I am very grateful to the Department for providing me with some figures. As I said, there are 73,640 herd owners in the country. The number of applications show, as one would expect, that the small herd owners have said, "Thanks, but no thanks; you can keep your scheme". Some 54% of the herd owners, which is more than half and is a majority in a referendum, have fewer than ten suckler cows. Only 22% of those have even sent in the form. I know they do not come to the Department and it does not affect the figures that much as to the number of animals in the scheme, but obviously the majority of herd owners are small herd owners and they have said, "Thanks, but no thanks." When we move to ten to 20 cows, 53% have applied and when we go to the higher deciles, the average is around 70%. To remember Pillar 2, the Minister said time and again that he would look after the marginal areas, the small farmers. Once again, the scheme is designed to be totally unattractive to the small operator.

This scheme needs to be radically reformed. I suggest that what we should do is see if the science really works in practice on the ground for six years. In an ideal world, what would make the scheme at least operable would be to reduce the genomic testing to 30% instead of 60%. The Department should say that genome information is provided to the farmer for the first six years but that it would be left to the farmer to decide how to use that information rather than the Department being prescriptive. As I said, there are serious reservations as to whether this will necessarily give them the one that suits the particular lands in question or the pedigrees and so on. If it is as profitable and produces much more profitable and greater calving numbers, the farmers will cotton on fairly fast and they will follow. However, it may not be as simple as the Department is making out - this is new science and it is very different from the dairy herd where one is talking about big herds, small numbers and professional farmers. If there are flaws in this, we will not have driven everybody into a very confined market where the price of certain type of cattle will be driven right through the ceiling. We will not have driven them into a crazy situation.

Finally, I have a question. A farmer rang me today and said that he had been in contact with the Department and it had informed him that if he did not withdraw from the scheme, as this farmer intended doing, before the ICBF pack issued if he then, having seen this information sheet, baulked at it at that stage because it was too bureaucratic and involved too much paperwork, too much risk or whatever he would be billed for the pack.
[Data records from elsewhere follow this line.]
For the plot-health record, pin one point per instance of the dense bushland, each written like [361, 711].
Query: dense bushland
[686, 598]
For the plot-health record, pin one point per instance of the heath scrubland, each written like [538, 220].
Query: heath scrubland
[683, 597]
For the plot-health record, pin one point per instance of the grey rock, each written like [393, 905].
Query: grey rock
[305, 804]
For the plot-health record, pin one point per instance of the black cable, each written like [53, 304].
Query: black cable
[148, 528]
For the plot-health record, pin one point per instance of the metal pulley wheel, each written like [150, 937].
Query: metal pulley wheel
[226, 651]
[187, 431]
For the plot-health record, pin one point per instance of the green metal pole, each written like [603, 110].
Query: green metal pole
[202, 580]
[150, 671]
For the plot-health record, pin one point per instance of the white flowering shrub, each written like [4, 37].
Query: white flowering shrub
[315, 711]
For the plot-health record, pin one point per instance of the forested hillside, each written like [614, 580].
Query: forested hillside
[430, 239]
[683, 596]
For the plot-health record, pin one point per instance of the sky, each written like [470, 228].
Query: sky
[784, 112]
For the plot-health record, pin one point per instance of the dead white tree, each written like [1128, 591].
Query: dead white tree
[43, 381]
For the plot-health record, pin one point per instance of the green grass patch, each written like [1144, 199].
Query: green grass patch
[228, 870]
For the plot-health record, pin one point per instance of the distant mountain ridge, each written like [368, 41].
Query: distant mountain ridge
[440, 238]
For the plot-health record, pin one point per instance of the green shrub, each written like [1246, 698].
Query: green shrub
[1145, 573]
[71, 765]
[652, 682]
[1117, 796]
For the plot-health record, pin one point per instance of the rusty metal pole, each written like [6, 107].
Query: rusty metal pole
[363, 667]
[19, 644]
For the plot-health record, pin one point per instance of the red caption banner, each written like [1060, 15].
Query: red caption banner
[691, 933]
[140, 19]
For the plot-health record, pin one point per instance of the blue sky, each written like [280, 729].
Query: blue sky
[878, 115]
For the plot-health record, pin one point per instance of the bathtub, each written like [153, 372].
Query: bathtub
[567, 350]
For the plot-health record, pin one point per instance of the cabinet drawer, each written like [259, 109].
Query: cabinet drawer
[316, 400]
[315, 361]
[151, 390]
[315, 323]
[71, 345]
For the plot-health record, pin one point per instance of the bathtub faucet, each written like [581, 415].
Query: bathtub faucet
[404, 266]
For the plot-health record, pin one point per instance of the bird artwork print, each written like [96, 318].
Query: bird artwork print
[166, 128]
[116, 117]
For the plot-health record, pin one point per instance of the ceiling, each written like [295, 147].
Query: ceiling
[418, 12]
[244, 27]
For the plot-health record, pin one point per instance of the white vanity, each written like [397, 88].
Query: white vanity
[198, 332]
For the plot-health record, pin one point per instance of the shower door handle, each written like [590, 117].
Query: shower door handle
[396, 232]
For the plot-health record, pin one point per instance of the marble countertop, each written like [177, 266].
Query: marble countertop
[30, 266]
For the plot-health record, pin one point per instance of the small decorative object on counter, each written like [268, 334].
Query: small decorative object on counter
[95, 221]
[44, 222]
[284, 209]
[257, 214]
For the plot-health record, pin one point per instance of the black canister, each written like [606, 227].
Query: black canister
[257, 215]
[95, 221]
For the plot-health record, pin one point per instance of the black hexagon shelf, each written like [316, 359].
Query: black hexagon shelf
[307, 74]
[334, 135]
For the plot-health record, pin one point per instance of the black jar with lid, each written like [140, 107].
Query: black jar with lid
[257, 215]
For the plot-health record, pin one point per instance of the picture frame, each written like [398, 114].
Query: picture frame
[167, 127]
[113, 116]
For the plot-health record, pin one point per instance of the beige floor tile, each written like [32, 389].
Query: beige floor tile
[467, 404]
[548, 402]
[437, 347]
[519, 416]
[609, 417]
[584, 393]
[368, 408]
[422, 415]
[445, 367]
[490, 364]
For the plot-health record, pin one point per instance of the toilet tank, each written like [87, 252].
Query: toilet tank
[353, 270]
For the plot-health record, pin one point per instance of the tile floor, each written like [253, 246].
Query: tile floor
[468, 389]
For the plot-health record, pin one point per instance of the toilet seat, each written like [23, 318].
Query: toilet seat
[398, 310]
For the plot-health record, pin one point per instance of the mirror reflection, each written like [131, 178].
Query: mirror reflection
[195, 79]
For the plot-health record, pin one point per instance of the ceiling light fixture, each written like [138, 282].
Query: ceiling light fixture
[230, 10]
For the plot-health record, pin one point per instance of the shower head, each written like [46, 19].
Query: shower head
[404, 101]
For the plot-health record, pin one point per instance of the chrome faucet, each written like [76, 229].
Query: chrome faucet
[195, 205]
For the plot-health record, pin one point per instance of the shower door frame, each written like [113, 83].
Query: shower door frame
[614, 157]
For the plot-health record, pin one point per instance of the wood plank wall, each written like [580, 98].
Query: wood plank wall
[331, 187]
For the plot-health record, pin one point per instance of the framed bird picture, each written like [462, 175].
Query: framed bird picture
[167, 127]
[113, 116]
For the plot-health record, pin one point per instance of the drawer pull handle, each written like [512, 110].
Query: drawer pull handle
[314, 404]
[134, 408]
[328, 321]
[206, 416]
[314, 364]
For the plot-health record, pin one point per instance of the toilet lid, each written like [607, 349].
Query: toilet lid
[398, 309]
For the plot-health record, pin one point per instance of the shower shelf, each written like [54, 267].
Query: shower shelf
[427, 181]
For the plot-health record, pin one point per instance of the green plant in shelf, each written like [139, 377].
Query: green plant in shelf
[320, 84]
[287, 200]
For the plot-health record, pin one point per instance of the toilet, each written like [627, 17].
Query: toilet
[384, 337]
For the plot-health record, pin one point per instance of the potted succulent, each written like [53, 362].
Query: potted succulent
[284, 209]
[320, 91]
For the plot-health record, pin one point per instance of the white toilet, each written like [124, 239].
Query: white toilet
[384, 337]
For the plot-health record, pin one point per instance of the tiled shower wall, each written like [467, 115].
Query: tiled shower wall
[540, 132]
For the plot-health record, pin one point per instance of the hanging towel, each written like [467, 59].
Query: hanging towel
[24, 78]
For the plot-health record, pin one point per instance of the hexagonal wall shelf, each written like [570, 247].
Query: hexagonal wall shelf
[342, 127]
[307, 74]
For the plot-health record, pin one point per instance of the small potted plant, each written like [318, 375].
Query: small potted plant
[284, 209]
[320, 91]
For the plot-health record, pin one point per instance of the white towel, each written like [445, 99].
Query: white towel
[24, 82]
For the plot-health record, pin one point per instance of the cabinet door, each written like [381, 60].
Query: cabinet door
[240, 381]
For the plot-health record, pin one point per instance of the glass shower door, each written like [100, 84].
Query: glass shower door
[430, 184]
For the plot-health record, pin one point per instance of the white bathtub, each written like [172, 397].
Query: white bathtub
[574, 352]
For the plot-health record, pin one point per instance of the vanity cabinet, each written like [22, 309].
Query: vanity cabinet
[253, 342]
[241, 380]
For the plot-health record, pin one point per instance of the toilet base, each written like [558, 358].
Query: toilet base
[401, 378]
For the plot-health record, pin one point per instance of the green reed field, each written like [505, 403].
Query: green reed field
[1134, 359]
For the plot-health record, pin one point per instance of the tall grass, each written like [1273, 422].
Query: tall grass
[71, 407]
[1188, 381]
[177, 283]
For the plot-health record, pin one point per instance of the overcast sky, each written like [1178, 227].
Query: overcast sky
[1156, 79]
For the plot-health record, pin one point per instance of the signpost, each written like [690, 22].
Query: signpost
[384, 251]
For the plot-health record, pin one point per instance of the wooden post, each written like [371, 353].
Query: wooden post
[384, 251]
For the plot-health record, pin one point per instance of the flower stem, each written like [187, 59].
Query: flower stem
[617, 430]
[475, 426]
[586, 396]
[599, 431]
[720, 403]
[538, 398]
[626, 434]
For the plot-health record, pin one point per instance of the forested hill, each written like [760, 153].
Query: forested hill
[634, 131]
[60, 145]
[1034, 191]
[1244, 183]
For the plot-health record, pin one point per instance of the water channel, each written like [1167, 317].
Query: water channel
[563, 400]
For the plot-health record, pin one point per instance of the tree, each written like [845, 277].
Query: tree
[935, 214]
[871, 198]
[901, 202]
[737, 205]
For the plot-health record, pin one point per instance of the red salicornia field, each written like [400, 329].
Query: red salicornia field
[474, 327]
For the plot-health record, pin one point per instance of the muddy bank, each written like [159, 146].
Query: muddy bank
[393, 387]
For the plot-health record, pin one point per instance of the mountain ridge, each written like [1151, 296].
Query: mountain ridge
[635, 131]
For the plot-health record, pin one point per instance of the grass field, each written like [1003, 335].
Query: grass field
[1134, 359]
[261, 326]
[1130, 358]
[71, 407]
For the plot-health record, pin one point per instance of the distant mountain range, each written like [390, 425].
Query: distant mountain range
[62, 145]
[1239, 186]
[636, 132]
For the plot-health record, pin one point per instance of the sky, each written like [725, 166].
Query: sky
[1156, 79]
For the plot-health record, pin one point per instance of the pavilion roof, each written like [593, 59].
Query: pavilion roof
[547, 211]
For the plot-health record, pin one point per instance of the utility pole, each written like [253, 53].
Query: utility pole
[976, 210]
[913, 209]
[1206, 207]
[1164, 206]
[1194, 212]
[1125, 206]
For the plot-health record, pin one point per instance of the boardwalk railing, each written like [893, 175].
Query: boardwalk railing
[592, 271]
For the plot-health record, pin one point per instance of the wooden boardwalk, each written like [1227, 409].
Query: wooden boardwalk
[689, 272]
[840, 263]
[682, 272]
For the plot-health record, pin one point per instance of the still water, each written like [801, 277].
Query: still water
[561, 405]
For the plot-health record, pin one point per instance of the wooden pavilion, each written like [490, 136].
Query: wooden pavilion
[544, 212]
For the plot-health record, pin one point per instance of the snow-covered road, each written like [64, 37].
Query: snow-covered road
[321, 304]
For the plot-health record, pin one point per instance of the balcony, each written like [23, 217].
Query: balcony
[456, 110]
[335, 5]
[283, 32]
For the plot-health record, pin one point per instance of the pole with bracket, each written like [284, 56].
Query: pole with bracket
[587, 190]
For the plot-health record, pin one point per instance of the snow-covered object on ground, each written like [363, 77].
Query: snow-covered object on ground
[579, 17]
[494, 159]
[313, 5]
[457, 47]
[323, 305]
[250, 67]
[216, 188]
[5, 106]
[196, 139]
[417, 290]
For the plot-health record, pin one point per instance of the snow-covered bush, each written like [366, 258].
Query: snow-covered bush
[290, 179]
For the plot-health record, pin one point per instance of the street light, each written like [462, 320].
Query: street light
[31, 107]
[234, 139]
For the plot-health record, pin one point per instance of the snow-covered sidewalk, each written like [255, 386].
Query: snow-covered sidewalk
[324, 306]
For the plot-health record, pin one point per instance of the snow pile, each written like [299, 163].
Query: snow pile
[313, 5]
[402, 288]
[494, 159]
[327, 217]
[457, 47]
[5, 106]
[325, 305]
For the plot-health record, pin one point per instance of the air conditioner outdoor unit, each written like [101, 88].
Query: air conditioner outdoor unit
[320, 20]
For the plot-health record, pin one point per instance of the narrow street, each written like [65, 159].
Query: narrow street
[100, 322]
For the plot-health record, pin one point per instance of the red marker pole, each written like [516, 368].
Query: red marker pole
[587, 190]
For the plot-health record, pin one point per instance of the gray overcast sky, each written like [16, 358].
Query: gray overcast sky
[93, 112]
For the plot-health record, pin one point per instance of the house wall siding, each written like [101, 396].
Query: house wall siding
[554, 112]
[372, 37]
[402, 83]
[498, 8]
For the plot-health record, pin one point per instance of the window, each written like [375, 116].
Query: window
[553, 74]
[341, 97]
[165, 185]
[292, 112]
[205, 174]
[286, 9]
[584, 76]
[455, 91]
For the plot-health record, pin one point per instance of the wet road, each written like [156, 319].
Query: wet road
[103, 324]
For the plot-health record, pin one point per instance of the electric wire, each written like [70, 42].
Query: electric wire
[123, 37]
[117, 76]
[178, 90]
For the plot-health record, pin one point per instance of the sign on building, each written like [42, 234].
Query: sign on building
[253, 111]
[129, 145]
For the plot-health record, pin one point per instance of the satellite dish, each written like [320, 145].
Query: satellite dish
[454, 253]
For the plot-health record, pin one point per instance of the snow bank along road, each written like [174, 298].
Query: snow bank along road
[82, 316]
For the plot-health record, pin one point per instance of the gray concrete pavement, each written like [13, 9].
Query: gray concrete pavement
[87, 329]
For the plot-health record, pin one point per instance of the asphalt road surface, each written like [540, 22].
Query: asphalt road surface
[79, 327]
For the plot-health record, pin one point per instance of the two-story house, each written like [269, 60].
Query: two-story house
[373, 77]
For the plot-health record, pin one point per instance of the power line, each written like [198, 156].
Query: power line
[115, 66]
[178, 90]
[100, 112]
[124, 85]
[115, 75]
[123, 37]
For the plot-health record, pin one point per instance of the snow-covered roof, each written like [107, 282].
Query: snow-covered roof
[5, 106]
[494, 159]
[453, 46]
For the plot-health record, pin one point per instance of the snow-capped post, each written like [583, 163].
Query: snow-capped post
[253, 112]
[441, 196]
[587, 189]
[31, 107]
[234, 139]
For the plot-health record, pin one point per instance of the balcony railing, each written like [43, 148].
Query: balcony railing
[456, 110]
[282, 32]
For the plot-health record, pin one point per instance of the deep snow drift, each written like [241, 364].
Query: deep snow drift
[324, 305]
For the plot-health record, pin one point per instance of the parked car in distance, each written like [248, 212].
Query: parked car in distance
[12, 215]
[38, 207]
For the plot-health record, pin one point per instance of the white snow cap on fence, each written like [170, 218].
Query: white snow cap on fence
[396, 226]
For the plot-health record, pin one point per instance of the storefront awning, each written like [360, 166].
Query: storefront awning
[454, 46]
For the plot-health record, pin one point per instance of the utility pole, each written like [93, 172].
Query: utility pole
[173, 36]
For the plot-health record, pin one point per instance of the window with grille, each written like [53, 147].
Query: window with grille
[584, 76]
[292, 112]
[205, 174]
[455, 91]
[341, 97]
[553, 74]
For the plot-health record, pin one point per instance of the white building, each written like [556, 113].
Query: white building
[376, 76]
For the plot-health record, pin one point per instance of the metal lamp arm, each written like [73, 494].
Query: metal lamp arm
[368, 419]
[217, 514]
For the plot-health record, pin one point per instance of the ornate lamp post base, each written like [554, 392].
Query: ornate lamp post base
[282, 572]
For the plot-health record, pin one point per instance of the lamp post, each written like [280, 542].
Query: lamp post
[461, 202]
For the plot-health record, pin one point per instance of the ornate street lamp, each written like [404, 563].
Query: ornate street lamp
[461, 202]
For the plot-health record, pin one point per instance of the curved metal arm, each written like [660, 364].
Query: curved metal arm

Is this correct? When will the packs issue to farmers? What is the cost of the pack as issued to farmers? To be quite honest, if that is true, the Department should write to all farmers within the week informing them that if they do not get out before the packs issue, they will end up paying money for having sent in a form to the Department for a scheme about which they have second thoughts. My belief is that a lot of farmers, big and small, have sent in the form hoping that the Minister would make radical changes to the scheme in view of the massive meetings that have been held in every corner of the country. It is my belief that as the Minister has made no change to the scheme and has not listened to anybody with regard to it, there will be a massive withdrawal from the scheme among all farmers but particularly among the farmers with fewer than ten suckler cows because, to put simple figures on it, when one takes out the direct cost of paying for the genotyping, a farmer with fewer than ten cattle, with six or seven cattle, will get only a few hundred euro for all his or her trouble. I think a lot of farmers will decide the risk is not worth the benefit because in five or six years' time, somebody can just ring up and say, "Sorry, we want the money back."

It is also written in this that when the inspector comes out to inspect for this scheme, part of the deal will be to do a whole farm inspection, but farmers are very reluctant these days for €300 or €400 to have any unnecessary whole farm inspections drawn on to them.